The values of a and b are constants determined by the processing line and processing can, and vary somewhat depending on the set concentration, temperature, conveyance speed, etc.
However, since the set concentration, temperature, conveyance speed, etc. are not of a nature that changes significantly, the values of a and b fall within a certain range. However, if the concentration measuring device becomes abnormal, the values of a and b will significantly deviate from the above-mentioned fixed range due to its continued use. This is because the values of a and b are corrected by the above-mentioned formula-2, but the values of C, , C2, C3, and C4 in formula-2 are the concentration values measured by the concentration measuring device. Therefore, if the concentration measuring device becomes abnormal, the values of C, ~ C4 will become abnormal values,
As a result, the values of a and b also become abnormal values. In the present invention, the computer always has a, b
The computer is programmed to monitor the values of a and b, and if one or both of them reach the limits of the set range, the computer is programmed to immediately and automatically issue an alarm. Since the system is designed to notify the cause of the abnormal value, that is, the abnormality of the concentration measuring device, the on-site workers are informed by the alarm and can quickly replace the concentration measuring device with a normal concentration measuring device.

Therefore, it has become possible to quickly suppress abnormalities in the values of a and b. In this way, abnormalities in the mulberry agent replenishment amount r are suppressed, and as a result, the concentration of the processing liquid is suppressed from falling outside the set range. It is played.

[Brief Description of the Drawings] Fig. 1 is a block diagram schematically showing an automatic control device for metal surface treatment liquid according to the present invention, and Fig. 2 shows a case where metal surface treatment liquid is controlled by the conventional method.
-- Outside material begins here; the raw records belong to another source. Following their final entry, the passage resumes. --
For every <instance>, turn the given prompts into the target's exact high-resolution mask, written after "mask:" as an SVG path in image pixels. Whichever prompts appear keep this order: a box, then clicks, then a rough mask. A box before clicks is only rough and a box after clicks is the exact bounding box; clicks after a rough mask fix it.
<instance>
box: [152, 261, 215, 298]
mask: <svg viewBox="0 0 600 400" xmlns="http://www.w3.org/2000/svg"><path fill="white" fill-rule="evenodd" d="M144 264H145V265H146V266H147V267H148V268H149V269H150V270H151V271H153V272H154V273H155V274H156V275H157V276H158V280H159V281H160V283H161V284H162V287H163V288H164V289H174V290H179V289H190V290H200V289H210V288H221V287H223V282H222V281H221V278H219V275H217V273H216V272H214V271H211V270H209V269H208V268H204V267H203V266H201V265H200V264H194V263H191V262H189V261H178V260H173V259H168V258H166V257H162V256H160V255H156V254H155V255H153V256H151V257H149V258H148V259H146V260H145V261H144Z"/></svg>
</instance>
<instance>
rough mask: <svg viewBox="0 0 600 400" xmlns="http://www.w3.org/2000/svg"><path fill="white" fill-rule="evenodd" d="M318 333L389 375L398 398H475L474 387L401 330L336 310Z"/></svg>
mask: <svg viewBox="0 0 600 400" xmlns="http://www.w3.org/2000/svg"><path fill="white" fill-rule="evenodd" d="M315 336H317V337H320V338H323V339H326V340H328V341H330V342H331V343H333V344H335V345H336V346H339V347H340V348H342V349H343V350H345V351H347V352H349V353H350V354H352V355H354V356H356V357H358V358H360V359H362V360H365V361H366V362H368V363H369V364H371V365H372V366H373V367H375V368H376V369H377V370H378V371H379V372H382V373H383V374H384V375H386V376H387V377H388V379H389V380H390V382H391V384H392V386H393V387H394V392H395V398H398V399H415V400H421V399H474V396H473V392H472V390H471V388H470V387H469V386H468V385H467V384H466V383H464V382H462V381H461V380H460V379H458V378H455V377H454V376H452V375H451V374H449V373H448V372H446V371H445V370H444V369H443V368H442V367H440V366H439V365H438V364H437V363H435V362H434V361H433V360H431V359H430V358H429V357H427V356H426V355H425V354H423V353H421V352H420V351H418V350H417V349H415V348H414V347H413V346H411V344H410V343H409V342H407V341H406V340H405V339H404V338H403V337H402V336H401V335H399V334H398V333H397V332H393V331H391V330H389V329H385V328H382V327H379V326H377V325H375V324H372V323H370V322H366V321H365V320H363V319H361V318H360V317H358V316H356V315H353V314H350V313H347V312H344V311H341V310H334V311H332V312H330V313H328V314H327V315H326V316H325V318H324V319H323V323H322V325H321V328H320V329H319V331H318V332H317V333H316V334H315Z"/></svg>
The graph in FIG. 3 is a graph when control is performed using the apparatus of the present invention. 1... Processing membrane, 2... Spray pump, 3... Spray nozzle, 4... Aluminum can, 5... Can counter, 6 ...Concentration measuring device, 7...Arithmetic controller, 8,9...Replenishment pump, 10...Main replenishment agent, 11...Substitute replenisher. Figure 2 Figure 3 Figure Ship

Claims (1)

[Scope of Claims] 1. In a metal surface treatment line that has a means for measuring the concentration of a metal surface treatment solution, a means for measuring the number of processed metal products or a processing speed, and a means for supplying chemicals to the treatment solution, When surface-treating a product, a computer measures the number of metal products to be treated per unit time or calculates the area to be treated, and combines that value with a pre-memorized number of metal products to be treated or the amount of chemical consumption per unit area. From the mechanical loss amount of the chemical per unit time, calculate the amount of chemical to be replenished to the metal surface treatment liquid per unit time according to the formula below, and control the concentration of the surface treatment liquid within the set range by replenishing it. An automatic control device for metal surface treatment liquids featuring: r=n×a+b Amount of drug replenishment Number of processed items (units/minute) Amount of drug consumption (g/unit)
*Mechanical (g/min) or treatment area (m^2/min) or (g/m^2) loss (g/min) (Note) *Loss not due to surface treatment of metal products, e.g. empty spray Amount of chemical lost due to decomposition of components in the metal surface treatment solution and loss due to metal surface treatment equipment 2 Amount of chemical consumed per number of treated items or treated area by computer and chemical consumption per unit time The automatic control device for a metal surface treatment liquid according to claim 1, wherein the automatic control device for a metal surface treatment liquid automatically corrects the amount of loss.